Wait a minute; that cannot possibly be true.

Can it?

The US Department of Agriculture states that "the Guinea pig's vitamin C requirement is 10-15 mg per day under normal conditions and 15-25 mg per day if pregnant, lactating, or growing." (1)

Well, that sounds reasonable. But how much is that compared to humans?

An adult guinea pig weighs about one kilogram (2.2 pounds). Guinea pigs therefore need between 10 and 25 milligrams of C per kilogram.

In the US, an average human weighs (at least) 82 kg (180 lbs). (2)

That means the USDA's standards, if fairly applied to us, would set our vitamin C requirement somewhere between 820 mg and 2,000 mg vitamin C per day.

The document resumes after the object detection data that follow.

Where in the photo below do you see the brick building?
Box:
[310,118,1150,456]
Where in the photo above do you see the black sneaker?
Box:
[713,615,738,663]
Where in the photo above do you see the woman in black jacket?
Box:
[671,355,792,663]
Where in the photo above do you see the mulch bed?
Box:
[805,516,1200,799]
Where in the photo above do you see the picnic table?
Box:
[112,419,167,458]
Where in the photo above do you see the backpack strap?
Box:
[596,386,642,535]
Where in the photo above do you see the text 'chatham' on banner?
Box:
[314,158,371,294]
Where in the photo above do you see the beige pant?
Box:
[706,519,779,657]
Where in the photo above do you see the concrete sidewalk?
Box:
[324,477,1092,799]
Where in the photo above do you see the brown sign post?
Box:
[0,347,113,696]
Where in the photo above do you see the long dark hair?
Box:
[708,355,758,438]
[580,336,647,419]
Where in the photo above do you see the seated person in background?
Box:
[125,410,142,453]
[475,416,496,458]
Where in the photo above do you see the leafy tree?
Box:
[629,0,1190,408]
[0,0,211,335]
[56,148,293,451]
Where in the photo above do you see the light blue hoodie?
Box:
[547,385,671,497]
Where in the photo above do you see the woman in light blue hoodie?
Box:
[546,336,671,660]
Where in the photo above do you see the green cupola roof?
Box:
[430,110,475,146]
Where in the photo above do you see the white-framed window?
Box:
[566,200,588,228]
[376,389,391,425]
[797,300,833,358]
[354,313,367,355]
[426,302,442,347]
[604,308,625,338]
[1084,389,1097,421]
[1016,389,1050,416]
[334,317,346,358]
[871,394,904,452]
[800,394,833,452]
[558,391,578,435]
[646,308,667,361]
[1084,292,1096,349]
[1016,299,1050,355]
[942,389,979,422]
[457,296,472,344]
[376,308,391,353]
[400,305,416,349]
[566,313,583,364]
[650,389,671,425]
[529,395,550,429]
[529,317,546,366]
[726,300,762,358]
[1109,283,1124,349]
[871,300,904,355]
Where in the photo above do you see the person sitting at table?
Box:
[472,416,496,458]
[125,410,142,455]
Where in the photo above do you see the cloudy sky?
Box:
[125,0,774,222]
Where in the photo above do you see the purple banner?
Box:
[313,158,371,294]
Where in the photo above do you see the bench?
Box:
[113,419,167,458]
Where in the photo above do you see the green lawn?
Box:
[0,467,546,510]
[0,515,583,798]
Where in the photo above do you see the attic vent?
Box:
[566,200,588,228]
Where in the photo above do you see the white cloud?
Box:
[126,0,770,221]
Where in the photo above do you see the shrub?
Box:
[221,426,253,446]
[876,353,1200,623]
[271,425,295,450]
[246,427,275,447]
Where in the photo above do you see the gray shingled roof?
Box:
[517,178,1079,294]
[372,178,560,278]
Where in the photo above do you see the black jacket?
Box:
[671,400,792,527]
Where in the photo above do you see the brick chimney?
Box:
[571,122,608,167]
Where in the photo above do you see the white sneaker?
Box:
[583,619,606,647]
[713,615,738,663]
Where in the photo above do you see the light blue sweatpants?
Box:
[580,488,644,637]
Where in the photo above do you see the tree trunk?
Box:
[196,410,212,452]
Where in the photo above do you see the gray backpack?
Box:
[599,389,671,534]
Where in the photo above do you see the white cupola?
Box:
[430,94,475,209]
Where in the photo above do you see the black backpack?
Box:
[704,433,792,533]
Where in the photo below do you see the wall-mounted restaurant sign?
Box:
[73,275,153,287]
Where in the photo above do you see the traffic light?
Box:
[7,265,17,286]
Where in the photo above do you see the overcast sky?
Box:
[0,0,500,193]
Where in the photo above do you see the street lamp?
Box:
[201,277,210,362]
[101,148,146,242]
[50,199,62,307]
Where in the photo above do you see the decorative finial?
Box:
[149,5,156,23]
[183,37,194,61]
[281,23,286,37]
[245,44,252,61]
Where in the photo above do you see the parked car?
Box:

The US RDA for vitamin C is different than that. Quite different.

It is lower. Much lower.

The US RDA for vitamin C for humans is 90 mg for men; 75 mg for women. (If you smoke, they allow an additional 35 mg/day extra. Wow.)

Why are we humans repeatedly urged to consume only the RDA when the RDA is one-tenth or less of that same government's official nutrient requirement for an animal?

No wonder so many people are sick and no wonder their medical bills are so high.

If we are going to have health insurance coverage for everyone, wouldn't it be nice for the government to first offer us the same deal it gives to Guinea pigs?